Just some quick thoughts…
Now on to develope my handyman skills in fixing my dryer!

I can’t really describe how much I enjoy reading. Maybe that’s why I don’t remember a time I was ever bored. I mean, there is always something to read or something to think about. So today I added the area on the blog where I list what I’m currently reading, with the intention of briefly reviewing them as I go along. I can’t possibly imagine catching up with reviews of all the books I’ve previously read in the past few decades, but over time I’ll post a list of my all-time favorites on here.
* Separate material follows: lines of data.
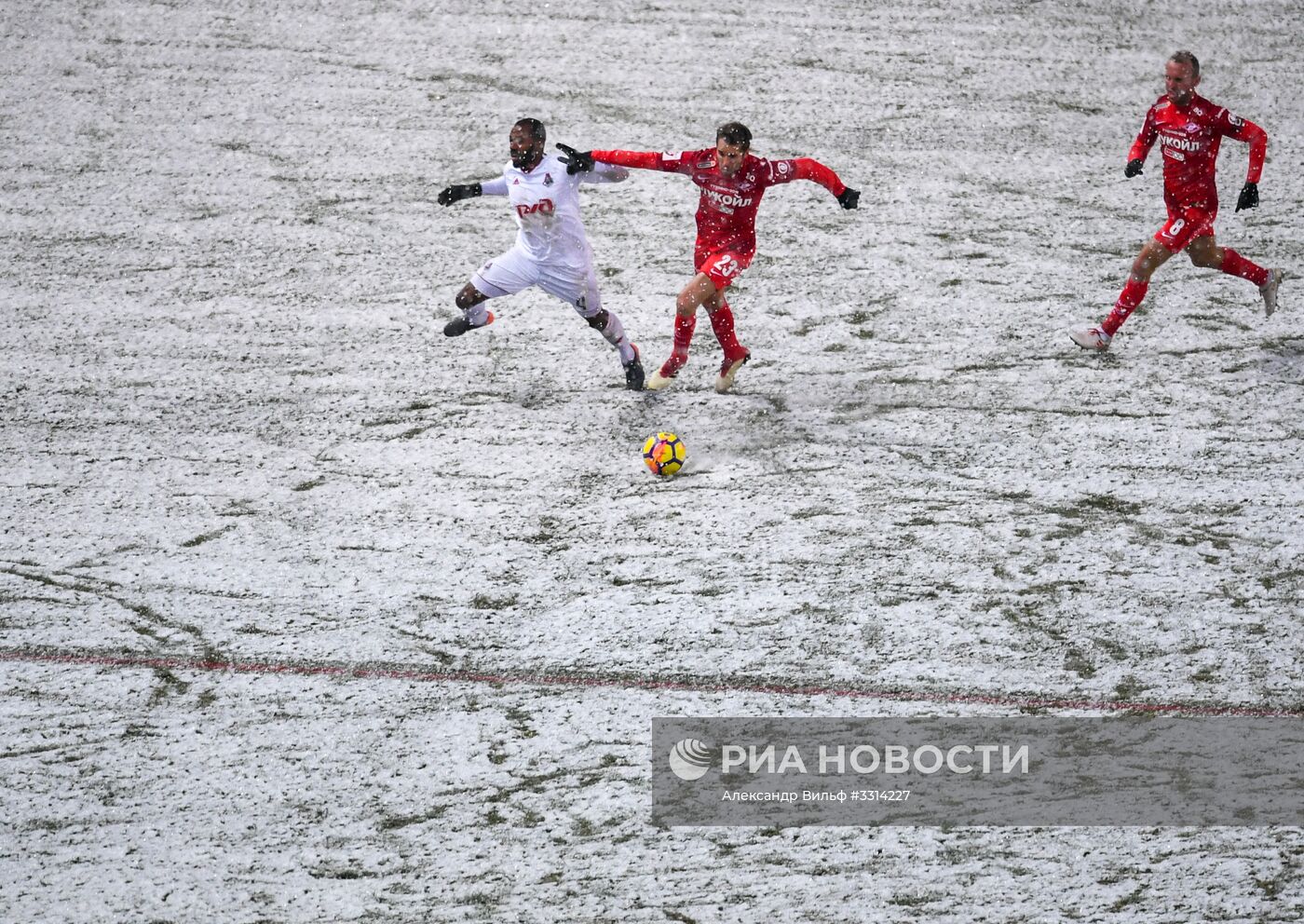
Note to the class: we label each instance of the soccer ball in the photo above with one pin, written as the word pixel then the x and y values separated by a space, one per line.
pixel 664 454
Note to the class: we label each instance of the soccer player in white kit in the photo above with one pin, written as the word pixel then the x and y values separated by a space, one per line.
pixel 550 251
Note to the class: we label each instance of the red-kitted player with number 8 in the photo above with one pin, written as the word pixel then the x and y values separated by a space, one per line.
pixel 732 182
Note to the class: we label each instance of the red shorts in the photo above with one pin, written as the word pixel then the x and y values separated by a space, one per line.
pixel 1187 223
pixel 721 266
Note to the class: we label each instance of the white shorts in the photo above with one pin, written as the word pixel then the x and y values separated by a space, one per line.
pixel 515 271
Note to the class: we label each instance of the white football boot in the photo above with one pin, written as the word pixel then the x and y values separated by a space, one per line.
pixel 1091 338
pixel 1269 290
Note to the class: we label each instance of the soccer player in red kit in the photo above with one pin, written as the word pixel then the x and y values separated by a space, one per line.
pixel 1189 129
pixel 732 182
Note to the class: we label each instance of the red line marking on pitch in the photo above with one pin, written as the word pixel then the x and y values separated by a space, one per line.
pixel 364 672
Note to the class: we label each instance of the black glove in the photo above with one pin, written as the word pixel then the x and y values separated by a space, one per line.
pixel 1248 197
pixel 450 195
pixel 577 162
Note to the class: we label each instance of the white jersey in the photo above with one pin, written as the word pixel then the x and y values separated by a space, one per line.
pixel 545 202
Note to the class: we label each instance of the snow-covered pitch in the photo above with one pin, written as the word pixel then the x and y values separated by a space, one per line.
pixel 310 614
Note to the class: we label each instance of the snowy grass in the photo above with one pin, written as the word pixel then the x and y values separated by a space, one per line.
pixel 237 434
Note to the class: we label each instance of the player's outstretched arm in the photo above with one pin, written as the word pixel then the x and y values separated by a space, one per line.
pixel 458 192
pixel 577 162
pixel 1248 197
pixel 808 169
pixel 1245 130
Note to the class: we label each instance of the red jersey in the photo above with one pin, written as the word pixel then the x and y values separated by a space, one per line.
pixel 727 212
pixel 1189 140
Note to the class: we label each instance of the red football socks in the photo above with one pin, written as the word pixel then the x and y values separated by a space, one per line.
pixel 721 320
pixel 684 327
pixel 1128 300
pixel 1235 265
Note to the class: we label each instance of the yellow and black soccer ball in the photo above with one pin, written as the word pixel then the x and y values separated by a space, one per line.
pixel 664 454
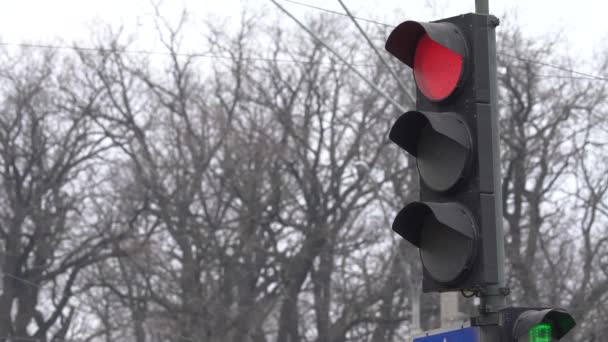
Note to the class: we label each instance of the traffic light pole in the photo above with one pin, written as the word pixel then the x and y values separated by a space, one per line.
pixel 493 297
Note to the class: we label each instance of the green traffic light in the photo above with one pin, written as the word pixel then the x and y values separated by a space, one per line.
pixel 540 333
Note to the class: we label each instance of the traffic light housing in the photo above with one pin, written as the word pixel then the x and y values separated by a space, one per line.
pixel 452 133
pixel 534 324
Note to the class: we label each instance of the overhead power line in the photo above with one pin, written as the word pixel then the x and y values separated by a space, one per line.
pixel 586 75
pixel 147 52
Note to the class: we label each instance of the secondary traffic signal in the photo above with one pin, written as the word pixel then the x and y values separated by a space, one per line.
pixel 452 133
pixel 535 324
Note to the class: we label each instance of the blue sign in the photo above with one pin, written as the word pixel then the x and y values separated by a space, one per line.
pixel 470 334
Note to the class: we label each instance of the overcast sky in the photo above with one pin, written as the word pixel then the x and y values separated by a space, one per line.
pixel 40 21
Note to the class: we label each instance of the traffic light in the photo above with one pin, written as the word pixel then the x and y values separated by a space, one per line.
pixel 534 324
pixel 452 133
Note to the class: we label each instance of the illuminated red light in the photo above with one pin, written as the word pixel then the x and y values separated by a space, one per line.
pixel 437 69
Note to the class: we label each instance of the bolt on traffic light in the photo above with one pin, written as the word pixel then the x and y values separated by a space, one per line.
pixel 452 133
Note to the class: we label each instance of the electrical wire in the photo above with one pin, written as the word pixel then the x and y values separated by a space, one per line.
pixel 588 76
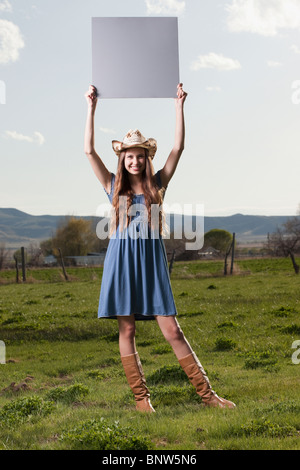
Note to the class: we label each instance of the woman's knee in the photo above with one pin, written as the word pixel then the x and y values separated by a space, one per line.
pixel 173 333
pixel 126 329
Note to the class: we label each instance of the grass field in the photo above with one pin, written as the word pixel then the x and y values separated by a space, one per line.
pixel 63 386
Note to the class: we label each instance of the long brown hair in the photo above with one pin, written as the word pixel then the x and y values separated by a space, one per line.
pixel 152 193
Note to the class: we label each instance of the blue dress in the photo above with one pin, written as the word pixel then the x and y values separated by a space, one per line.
pixel 135 276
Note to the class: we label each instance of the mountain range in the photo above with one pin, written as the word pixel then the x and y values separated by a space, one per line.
pixel 18 228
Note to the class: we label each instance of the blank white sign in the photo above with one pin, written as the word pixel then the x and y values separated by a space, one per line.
pixel 135 57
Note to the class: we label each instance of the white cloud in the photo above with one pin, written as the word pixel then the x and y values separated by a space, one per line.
pixel 273 63
pixel 265 17
pixel 5 6
pixel 106 130
pixel 157 7
pixel 37 139
pixel 11 42
pixel 295 49
pixel 215 61
pixel 213 88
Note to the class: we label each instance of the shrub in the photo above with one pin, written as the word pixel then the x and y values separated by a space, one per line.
pixel 167 374
pixel 224 344
pixel 24 409
pixel 268 429
pixel 264 359
pixel 101 435
pixel 174 395
pixel 68 394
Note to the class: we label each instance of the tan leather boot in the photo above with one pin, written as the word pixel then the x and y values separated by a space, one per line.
pixel 136 379
pixel 199 379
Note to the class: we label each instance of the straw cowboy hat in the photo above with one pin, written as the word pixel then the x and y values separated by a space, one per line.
pixel 135 139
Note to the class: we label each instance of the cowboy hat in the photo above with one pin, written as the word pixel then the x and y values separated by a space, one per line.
pixel 135 139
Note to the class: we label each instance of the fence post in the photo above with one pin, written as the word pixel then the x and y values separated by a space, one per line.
pixel 171 262
pixel 23 263
pixel 62 265
pixel 232 252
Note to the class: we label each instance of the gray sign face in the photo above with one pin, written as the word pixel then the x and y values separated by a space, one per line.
pixel 135 57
Generally I read any number of books at the same time, opening up one or the other depending on what mood I’m in. So perhaps I’m inquisitive one day and want to read ethics or philosophy. Or perhaps I’m on the beach and want to read a novel. (Don’t scoff fiction–you can actually learn things through reading fiction, and there can be redemptive qualities in many narratives, i.e. there is fiction that edifies). Frequently, as my husband can attest, the pile on my bedside table grows until it collapses onto the floor without warning (even in the middle of the night when my pillow bumps it in my sleep, taking my thick eyeglasses with it!) Hopefully I notice the glasses before I trample them in the morning in a sleeply haze.
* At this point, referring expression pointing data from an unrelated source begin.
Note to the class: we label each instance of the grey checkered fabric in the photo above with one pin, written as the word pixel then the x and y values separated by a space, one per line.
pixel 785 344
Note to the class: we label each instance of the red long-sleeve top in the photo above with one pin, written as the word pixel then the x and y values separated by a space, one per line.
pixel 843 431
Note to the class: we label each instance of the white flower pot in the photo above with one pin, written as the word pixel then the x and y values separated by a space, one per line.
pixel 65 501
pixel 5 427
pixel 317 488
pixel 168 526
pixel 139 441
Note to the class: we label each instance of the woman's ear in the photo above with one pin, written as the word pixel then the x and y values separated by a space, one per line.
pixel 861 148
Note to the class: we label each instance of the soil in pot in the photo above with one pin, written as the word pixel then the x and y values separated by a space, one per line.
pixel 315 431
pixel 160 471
So a current problem in our home is the fact that we have run out of bookshelves for all of the books! Our daughter has her own little bookshelf which is short where she can reach it, and she just seems to be getting more interested in me reading her books about the alphabet and numbers, so we have it well stocked for her to get to at her leisure. And we have filled the bookshelves in our study to the brim, with the unsightly placement of books in every crevice including lodged sideways and on top of the once neatly arranged line-up. When we moved into this house I arranged all the books topically, so all the medical ones had a place, all the Bible commentaries had another place, all the biographies another. And my husband’s WWII books had their own entire bookcase. In addition to these crowded crevices there are now stacks of books in the corner of the study. I’ve neatened them as best I can so that the titles are visible and accessible, but still. And next to them are the growing stack of hematology and oncology journals that my husband reads. I still stifle a laugh that one journal is simply called “Blood.”
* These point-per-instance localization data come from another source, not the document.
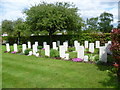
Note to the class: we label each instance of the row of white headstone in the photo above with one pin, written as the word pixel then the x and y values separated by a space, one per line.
pixel 63 48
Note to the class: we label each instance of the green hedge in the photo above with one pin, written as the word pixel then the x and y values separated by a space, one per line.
pixel 70 38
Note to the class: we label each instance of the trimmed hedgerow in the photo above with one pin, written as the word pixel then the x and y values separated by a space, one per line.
pixel 70 38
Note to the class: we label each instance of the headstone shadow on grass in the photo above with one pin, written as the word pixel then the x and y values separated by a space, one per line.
pixel 112 81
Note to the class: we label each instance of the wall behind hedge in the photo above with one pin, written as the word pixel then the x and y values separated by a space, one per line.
pixel 70 38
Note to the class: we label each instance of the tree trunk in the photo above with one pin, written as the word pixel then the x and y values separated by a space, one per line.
pixel 118 74
pixel 50 35
pixel 18 38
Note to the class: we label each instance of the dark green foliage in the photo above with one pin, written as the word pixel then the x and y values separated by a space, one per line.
pixel 103 38
pixel 41 52
pixel 53 17
pixel 54 53
pixel 27 51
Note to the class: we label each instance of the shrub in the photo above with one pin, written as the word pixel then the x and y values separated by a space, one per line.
pixel 103 38
pixel 27 51
pixel 54 53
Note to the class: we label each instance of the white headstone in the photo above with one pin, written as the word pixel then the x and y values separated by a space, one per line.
pixel 109 42
pixel 24 47
pixel 62 51
pixel 54 45
pixel 75 43
pixel 36 43
pixel 66 56
pixel 86 58
pixel 47 50
pixel 108 46
pixel 34 49
pixel 91 47
pixel 37 55
pixel 65 44
pixel 86 44
pixel 29 44
pixel 80 52
pixel 58 43
pixel 7 47
pixel 44 43
pixel 102 54
pixel 15 48
pixel 97 44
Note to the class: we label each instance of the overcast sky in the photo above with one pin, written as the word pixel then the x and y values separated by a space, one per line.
pixel 12 9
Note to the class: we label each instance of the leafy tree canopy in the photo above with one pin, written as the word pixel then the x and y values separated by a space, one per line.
pixel 105 22
pixel 53 17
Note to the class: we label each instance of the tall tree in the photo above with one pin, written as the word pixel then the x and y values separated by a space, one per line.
pixel 105 22
pixel 7 26
pixel 53 17
pixel 92 24
pixel 20 28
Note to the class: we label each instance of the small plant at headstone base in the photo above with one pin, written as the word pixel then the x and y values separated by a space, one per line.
pixel 54 53
pixel 115 48
pixel 39 47
pixel 27 51
pixel 13 52
pixel 70 49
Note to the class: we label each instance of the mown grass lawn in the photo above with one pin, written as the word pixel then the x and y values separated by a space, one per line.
pixel 20 71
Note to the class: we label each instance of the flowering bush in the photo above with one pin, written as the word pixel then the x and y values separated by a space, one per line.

We also have several stacks in our bedroom. I’ll admit sometimes I read in a bubblebath (only once did I drop a library book in –a collection of short stories by Brett Lott that was excellent. Don’t worry I replaced it at the church libary with a new one and they even offered me the now-dried-wrinkled one to keep. ). So anyway, there is a stack by the bathtub as well. Downstairs in the family room I’ve tried to stash books we are currently reading here and there. There isn’t room for a bookshelve in that room so I’ve found some places to line a few titles up between bookends out of reach of the baby and without making the room look cluttered–like on top of the upright piano and at one end of the mantle. In the kitchen the cookbooks (which I also like to simply sit and read at times) are in one of the cabinets, taking up precious space that pots and pans would probably prefer to occupy.

So, needless to say, I’ve got to find more shelves, and recently undertook a hunt for affordable glass-fronted bookcases. I really hate books getting dusty (especially given how how it makes my eyes water and sneezing to occur when I pull them out), so I’ve been poking around antique stores with my eyes open lately.